Mourir est un art, comme tout le reste
Cette phrase dans "Ariel", le recueil de poèmes paru après sa mort: "Les miroirs tuent ou parlent, ce sont les chambres obscures où l'on torture devant témoin"... Ravagée par la fièvre, l'eczéma et le renoncement à être aimée, la si jolie jeune femme d'autrefois ne supporte même plus son propre reflet. Sylvia Plath va ouvrir le gaz, dans quelques instants, les tripes aussi tordues et nouées que les serviettes avec lesquelles elle a calfeutré la porte de sa cuisine. Il n'a jamais fait aussi froid, à Londres, qu'en cette nuit du 11 février 1963.
50 ans après, c'est Oriane Jeancourt Galignani, toujours en première ligne parmi les francs-tireurs de la revue "Transfuge", qui nous fait revivre de l'intérieur la 30e et dernière année de Sylvia Plath. Plume tendue, au plus près de l'intime... Douce, également, même dans la cruauté. Flash-back, citations de l'oeuvre en italique, souvenirs reconstitués ou imaginés... Ainsi entremêlés, les différents modes narratifs s'harmonisent dans une même fulgurance, bien loin de la poétesse éthérée ou militante que les féministes anglo-saxonnes continuent à entretenir.

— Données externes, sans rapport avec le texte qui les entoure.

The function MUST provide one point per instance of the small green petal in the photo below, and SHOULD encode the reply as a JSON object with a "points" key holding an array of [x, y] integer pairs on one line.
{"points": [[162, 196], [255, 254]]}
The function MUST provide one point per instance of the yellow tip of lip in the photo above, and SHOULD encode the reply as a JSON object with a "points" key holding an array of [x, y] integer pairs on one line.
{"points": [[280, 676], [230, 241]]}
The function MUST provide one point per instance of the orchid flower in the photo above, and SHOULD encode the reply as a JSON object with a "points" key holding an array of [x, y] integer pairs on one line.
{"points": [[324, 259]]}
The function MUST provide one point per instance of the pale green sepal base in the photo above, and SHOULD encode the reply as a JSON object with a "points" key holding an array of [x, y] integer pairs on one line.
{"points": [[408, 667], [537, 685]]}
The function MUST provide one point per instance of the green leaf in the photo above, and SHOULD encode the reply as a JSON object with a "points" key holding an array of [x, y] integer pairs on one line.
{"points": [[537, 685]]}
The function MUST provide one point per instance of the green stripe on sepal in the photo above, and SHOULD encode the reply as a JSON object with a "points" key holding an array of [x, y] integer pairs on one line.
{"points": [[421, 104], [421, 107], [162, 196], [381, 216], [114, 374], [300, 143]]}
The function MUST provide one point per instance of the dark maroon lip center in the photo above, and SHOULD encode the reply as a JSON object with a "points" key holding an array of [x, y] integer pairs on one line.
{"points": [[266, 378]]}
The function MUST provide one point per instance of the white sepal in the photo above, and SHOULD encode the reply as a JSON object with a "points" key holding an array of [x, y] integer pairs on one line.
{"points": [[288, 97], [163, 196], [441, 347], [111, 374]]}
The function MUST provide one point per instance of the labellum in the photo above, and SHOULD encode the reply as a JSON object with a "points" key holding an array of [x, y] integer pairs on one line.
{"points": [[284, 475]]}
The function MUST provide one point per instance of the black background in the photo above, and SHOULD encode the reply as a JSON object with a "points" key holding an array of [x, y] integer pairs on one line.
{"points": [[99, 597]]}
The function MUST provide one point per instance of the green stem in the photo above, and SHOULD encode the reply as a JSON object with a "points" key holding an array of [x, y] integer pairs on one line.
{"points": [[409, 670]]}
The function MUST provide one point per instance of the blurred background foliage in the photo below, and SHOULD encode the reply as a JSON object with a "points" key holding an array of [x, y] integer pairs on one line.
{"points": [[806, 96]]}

Car en s'appuyant sur le "Ariel" post-mortem et non pas sur l'oeuvre la plus connue de Sylvia Plath, "La Cloche de Détresse", qui en fit en son temps un Salinger au féminin singulier, Oriane Jeancourt Galignani s'est autrement imprégnée de l'univers de son héroïne. Elle en saisit d'abord les hantises. Le père, immigré allemand tellement peu immunisé contre l'idéologie nazie... La grossesse, la maternité, la peur d'être une mauvaise mère...

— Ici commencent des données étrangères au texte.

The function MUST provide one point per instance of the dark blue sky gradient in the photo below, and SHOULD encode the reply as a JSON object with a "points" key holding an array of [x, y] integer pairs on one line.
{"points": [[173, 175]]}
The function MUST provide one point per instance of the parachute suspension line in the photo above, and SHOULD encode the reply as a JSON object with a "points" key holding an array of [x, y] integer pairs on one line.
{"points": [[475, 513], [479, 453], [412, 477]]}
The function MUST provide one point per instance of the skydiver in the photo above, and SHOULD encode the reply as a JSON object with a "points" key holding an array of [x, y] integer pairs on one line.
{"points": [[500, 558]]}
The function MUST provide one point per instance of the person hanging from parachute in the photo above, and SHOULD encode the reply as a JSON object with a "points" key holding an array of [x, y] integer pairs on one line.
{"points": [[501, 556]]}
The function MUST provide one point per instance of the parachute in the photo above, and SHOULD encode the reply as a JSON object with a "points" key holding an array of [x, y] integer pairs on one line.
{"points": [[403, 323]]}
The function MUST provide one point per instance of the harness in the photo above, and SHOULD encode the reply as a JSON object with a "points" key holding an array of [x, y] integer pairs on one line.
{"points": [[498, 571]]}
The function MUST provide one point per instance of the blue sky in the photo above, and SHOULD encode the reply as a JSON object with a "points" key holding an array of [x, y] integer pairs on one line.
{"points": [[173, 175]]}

Et puis bien sûr celui dont elle finit par se séparer, l'ambitieux et infidèle Ted Hugues, poète, comme elle sauf que lui, tout le monde se l'arrachait. Il est du genre rapace, puis rongeur, "le visage au cordeau, la peau brune et cette salope de beauté qui ne s'estompe jamais"... Elle en devient folle, d'amour puis de rage. Un peu comme une autre maniaco-dépressive qui s'appelait Zelda Fitzgerald.

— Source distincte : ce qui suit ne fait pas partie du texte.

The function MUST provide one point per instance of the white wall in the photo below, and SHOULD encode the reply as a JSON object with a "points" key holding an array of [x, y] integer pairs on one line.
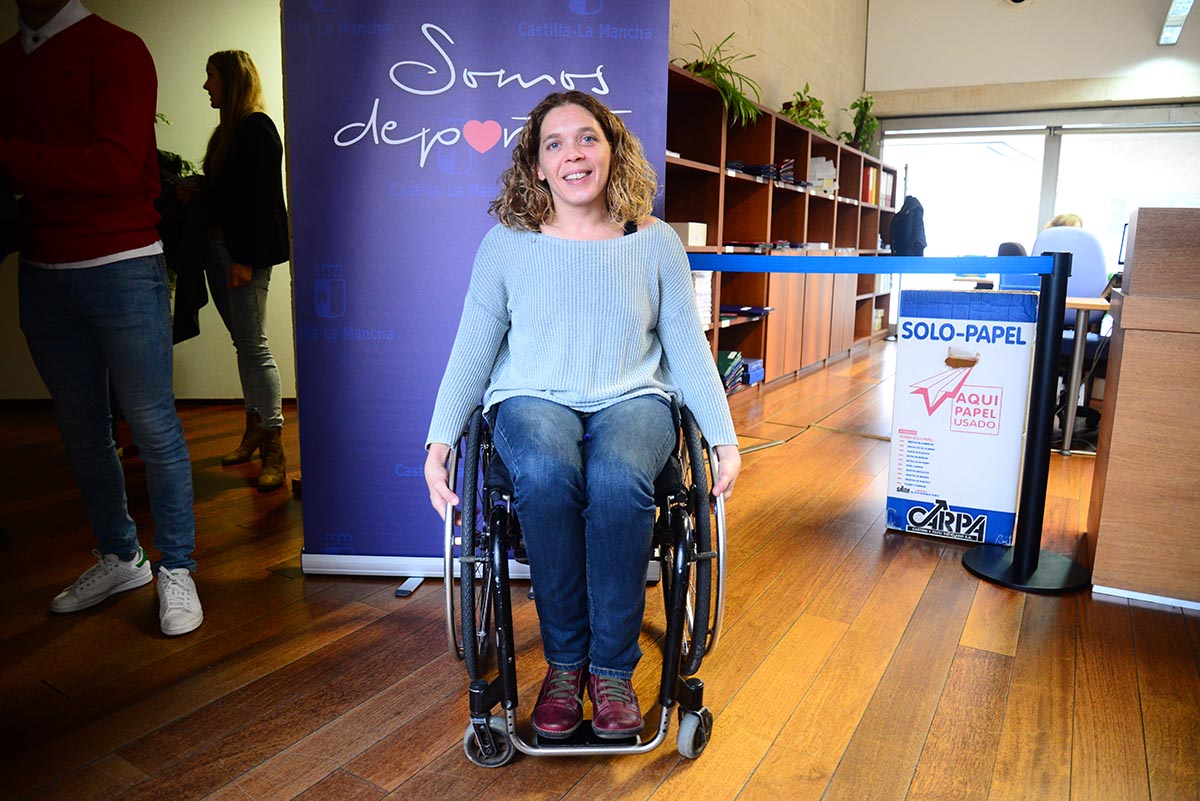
{"points": [[943, 56], [180, 35]]}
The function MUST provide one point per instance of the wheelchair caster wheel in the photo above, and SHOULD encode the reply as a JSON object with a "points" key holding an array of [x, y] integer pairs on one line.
{"points": [[695, 730], [504, 750]]}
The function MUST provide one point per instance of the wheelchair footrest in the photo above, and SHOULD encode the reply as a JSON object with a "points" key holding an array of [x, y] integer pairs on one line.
{"points": [[585, 736]]}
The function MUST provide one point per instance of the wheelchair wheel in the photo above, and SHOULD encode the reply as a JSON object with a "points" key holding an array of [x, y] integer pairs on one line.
{"points": [[700, 589], [504, 750], [695, 732], [475, 577]]}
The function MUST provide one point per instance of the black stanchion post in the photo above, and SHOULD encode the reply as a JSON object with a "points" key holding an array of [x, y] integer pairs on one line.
{"points": [[1025, 566]]}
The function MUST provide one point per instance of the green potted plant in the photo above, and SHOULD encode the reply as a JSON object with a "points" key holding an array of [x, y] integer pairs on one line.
{"points": [[807, 110], [865, 125], [715, 64]]}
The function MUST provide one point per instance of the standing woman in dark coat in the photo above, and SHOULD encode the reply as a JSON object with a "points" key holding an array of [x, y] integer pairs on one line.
{"points": [[244, 191]]}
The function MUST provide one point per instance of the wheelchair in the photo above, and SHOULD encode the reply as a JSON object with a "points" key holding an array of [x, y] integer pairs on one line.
{"points": [[688, 552]]}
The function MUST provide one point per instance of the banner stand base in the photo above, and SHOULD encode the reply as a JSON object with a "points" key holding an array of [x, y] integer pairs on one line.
{"points": [[395, 566], [1055, 573]]}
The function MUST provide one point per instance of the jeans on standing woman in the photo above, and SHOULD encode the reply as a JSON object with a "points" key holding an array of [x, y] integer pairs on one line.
{"points": [[583, 488], [247, 325], [87, 327]]}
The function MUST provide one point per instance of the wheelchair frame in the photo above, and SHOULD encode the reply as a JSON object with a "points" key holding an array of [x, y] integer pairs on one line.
{"points": [[688, 543]]}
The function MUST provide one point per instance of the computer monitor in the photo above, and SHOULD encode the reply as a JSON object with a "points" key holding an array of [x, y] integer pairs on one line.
{"points": [[1020, 281]]}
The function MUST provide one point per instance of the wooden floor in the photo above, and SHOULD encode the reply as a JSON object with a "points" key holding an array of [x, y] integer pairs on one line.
{"points": [[856, 663]]}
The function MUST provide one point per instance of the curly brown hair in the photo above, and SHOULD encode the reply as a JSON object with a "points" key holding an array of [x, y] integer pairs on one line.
{"points": [[525, 202], [243, 96]]}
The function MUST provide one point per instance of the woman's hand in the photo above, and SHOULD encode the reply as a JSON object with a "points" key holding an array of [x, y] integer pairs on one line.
{"points": [[437, 477], [729, 465], [239, 275]]}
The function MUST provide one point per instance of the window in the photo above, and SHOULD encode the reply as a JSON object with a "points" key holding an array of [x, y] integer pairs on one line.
{"points": [[1104, 176]]}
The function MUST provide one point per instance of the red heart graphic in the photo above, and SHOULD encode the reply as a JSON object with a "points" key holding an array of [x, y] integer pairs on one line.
{"points": [[481, 136]]}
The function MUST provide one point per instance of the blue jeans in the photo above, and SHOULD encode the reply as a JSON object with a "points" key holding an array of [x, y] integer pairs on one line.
{"points": [[583, 488], [247, 325], [87, 327]]}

Le charnel se dissout dans la compétition entre ces deux là, le corps d'une fille sexy se perd dans on ne sait quel poème, des abeilles vengeresses se mêlent de ce qui ne les regarde pas, un ballon tombe et explose sur le paillasson, un soir de Noël... Et elle se met à pleurer. Mais c'est aussi l'ironie féroce et la radicalité païenne de Sylvia Plath qu'on retient. Son oreille musicale, aussi, sur l'air du "Bye Bye Blackbird" de Miles Davis qui a sans doute à voir avec la rythmique atypique de ces derniers vers, comme si "l'oiseau de panique" qu'elle se refusait d'être parvenait enfin, jusqu'à sacrifier sa propre vie, à voler de ses propres ailes.
"Mourir est un art, comme tout le reste", d'Oriane Jeancourt Galignani (Albin Michel) Coup de projecteur avec l'auteur, ce jeudi 7 février, sur TSFJAZZ (12h30)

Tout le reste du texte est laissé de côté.